First, a standardized national dataset with voter registration data at small spatial units is difficult to obtain publicly. Electoral turnout data, by contrast, are available at the precinct level from 2016 onward. For this reason, the decision to use election results was practical and direct.

The second reason is more theoretical. A substantial share of U.S. voters identify as independent, but most independents lean toward one party or the other (41% in 2025, according to the Pew Research Center, 2025). Using electoral turnout rather than voter registration focuses on how voters behave when they make a political choice, rather than how they identify outside elections. As a simple proxy for neighborhood partisan affiliation, this distinction is less problematic because the goal is to measure a neighborhood’s relative partisan leaning on an ordinal scale, not the exact number of partisan residents.

Another issue is that precincts and ZIP codes do not align exactly, and voting results are not reported directly at the ZIP code level. Therefore, I constructed a measure that weights precinct results based on the spatial overlap between each precinct and its corresponding ZIP code. I then calculate weighted average electoral results at the ZIP code level.

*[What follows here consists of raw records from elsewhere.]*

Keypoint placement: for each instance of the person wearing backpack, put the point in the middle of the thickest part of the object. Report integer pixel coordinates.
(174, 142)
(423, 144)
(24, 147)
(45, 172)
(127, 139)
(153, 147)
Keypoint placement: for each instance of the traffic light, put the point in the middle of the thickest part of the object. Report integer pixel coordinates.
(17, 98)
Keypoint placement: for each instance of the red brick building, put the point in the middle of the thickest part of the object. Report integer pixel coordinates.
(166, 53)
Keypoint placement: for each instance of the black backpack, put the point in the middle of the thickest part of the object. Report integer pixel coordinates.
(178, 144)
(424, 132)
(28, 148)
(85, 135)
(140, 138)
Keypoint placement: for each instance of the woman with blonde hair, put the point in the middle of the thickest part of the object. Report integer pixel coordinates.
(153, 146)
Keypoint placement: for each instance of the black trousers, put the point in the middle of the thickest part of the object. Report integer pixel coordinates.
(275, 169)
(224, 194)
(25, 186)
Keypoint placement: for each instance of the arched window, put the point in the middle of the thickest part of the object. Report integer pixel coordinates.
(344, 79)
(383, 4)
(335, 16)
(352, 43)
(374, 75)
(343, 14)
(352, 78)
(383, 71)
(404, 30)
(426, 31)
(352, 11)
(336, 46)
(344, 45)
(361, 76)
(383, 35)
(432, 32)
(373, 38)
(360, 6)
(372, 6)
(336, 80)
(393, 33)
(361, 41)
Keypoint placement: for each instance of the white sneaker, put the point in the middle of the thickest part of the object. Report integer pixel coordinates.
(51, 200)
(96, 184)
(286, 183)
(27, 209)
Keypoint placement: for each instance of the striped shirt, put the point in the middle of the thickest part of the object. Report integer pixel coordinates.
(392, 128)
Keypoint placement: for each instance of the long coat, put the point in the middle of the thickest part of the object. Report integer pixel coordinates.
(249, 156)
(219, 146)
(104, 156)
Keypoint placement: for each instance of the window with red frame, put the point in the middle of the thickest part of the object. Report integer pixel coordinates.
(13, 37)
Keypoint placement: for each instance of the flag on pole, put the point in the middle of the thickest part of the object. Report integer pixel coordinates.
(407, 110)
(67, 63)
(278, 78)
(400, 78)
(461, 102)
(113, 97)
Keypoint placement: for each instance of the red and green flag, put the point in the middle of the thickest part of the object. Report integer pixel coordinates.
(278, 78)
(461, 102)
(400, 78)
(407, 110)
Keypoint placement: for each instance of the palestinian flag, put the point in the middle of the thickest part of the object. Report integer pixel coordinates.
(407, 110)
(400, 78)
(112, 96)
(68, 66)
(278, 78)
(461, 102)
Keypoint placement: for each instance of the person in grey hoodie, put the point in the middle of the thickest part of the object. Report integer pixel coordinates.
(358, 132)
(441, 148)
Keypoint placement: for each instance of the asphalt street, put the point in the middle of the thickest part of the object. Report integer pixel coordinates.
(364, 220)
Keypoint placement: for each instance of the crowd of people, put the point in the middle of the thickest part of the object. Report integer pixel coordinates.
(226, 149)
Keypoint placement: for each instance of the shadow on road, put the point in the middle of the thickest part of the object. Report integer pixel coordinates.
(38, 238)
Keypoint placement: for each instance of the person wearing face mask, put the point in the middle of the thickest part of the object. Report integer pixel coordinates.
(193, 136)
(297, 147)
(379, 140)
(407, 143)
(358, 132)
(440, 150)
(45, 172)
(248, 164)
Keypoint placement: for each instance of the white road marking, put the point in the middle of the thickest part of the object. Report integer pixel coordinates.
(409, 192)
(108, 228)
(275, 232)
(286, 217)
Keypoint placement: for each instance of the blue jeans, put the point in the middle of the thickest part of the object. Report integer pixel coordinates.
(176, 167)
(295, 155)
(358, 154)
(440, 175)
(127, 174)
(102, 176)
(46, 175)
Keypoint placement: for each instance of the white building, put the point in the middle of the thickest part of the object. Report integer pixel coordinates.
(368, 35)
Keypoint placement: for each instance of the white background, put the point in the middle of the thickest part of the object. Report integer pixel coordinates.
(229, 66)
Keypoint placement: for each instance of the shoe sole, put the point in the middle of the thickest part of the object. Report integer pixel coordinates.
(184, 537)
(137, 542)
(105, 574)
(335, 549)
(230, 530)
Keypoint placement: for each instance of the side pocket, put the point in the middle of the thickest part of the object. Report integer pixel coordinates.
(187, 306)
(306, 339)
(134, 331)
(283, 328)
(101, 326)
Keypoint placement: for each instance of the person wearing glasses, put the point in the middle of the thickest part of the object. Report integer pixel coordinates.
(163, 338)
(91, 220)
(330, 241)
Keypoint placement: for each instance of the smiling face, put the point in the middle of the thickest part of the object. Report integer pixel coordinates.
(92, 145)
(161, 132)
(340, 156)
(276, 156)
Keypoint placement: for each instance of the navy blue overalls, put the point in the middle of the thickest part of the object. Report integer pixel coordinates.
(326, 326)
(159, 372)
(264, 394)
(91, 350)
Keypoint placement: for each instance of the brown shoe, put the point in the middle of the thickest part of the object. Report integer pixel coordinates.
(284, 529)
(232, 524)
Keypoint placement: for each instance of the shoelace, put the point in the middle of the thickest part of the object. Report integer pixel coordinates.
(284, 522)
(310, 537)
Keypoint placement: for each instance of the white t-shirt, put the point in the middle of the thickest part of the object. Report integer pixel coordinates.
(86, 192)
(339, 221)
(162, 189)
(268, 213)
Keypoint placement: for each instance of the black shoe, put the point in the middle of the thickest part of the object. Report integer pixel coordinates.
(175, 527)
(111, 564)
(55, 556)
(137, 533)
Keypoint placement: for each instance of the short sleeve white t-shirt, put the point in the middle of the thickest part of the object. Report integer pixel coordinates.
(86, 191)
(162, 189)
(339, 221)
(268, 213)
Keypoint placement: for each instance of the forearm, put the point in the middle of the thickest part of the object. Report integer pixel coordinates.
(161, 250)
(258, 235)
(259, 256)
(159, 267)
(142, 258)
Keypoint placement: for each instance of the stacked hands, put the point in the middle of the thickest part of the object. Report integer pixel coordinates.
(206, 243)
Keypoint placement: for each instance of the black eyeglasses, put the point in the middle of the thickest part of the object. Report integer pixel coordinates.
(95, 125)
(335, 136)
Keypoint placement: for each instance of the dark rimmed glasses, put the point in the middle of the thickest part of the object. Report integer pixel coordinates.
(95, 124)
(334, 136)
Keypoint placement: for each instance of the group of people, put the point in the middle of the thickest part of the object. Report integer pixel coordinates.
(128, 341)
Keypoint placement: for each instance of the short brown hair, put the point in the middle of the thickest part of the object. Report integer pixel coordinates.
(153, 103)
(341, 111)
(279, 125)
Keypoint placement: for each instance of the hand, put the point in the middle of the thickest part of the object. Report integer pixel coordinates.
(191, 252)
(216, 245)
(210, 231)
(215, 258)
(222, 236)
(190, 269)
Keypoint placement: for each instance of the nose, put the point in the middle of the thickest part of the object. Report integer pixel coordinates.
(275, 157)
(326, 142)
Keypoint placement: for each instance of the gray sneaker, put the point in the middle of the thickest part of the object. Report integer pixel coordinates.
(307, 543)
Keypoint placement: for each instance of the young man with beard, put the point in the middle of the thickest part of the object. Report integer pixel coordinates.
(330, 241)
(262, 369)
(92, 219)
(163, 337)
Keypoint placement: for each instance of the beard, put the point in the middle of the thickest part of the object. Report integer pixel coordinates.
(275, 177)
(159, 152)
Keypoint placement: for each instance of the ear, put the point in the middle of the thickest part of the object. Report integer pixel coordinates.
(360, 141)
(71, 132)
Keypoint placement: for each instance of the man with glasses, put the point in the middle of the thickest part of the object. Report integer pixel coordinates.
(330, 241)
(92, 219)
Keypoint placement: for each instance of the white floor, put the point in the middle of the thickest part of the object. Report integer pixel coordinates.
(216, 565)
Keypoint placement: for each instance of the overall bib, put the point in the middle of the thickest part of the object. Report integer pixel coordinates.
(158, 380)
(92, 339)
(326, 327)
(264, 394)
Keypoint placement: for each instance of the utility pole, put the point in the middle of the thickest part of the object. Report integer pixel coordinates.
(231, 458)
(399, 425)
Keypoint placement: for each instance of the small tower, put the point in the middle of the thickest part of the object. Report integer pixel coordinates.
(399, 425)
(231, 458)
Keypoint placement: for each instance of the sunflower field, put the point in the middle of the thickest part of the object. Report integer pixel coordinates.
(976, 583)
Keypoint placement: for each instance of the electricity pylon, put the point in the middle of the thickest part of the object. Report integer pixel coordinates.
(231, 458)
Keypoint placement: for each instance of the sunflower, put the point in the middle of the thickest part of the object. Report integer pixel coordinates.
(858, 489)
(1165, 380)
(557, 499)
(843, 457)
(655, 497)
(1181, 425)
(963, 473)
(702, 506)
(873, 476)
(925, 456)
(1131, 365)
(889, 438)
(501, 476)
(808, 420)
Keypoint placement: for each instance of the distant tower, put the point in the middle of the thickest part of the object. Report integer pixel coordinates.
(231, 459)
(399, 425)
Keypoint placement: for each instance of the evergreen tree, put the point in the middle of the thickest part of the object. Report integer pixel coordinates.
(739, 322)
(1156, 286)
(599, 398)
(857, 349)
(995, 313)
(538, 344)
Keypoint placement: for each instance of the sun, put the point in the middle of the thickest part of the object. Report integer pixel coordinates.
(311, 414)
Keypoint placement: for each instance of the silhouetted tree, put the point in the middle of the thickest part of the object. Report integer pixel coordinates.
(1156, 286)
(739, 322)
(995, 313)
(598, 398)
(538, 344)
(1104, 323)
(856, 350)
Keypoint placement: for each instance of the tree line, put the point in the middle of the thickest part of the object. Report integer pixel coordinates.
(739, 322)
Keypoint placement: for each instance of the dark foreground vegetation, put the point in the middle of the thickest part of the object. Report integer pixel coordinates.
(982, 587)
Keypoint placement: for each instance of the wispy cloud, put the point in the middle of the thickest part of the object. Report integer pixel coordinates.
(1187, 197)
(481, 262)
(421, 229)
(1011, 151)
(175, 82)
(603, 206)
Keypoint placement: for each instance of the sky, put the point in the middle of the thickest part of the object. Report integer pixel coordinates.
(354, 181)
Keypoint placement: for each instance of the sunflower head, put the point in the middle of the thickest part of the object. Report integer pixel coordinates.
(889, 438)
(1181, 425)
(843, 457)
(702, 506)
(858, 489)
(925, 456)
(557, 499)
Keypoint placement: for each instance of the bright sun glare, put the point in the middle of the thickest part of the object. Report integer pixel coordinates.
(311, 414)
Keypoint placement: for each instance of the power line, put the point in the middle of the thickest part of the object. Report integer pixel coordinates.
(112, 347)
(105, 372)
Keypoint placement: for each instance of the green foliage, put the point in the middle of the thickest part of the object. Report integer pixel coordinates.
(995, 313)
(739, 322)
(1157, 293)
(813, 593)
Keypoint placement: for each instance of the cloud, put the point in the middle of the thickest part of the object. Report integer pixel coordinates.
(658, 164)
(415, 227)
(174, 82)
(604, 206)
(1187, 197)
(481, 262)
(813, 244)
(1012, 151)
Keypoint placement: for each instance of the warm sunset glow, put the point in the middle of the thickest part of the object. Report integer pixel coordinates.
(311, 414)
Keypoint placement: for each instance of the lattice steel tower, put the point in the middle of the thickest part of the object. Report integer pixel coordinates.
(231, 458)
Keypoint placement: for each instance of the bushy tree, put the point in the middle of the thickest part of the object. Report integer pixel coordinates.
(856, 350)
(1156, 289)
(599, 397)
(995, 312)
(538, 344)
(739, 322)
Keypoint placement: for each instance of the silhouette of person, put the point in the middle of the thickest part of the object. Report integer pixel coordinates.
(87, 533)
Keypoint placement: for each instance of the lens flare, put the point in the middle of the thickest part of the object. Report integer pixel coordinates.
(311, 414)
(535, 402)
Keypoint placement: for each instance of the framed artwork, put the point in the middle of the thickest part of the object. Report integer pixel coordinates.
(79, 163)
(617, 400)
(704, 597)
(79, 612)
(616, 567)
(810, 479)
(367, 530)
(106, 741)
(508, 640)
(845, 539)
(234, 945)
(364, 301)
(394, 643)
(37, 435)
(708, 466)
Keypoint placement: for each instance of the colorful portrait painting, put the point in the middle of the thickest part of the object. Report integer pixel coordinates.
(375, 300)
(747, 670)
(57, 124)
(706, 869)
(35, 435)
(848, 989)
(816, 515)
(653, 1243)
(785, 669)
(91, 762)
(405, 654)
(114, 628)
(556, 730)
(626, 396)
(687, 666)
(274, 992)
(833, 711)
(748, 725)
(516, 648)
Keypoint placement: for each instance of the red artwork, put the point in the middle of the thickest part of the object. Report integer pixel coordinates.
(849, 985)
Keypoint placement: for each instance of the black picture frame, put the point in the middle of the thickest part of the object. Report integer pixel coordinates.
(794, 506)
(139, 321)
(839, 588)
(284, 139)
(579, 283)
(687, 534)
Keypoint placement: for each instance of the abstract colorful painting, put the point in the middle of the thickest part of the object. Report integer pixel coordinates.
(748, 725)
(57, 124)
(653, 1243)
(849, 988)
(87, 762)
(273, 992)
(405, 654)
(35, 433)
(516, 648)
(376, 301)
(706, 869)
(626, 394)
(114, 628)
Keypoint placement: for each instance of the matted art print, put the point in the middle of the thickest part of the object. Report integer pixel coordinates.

I proceed as follows. I begin with ZIP code polygon coordinates from the U.S. Census, combining 2010 and 2020 data to address potential boundary changes over time.
 
Next, I incorporate spatial election data from The New York Times and the University of Florida Election Lab. The New York Times provides precinct-level voting results from U.S. presidential elections, including votes cast for each candidate and the corresponding spatial polygons. These data enable the precise calculation of precinct-to-ZIP code overlap.
 
However, the New York Times dataset does not provide full national coverage for every state in each presidential election. For states not covered, I supplement the analysis with data from the University of Florida Election Lab. When precinct-level data are partially missing, I proceed as follows: if less than 70% of a ZIP code’s area is covered by precincts in the New York Times data, I compute coverage using the University of Florida Election Lab dataset. If that dataset provides higher coverage or more complete vote counts, I use it instead; otherwise, I retain the New York Times data.

An example of this overlay calculation is shown in Graph 5.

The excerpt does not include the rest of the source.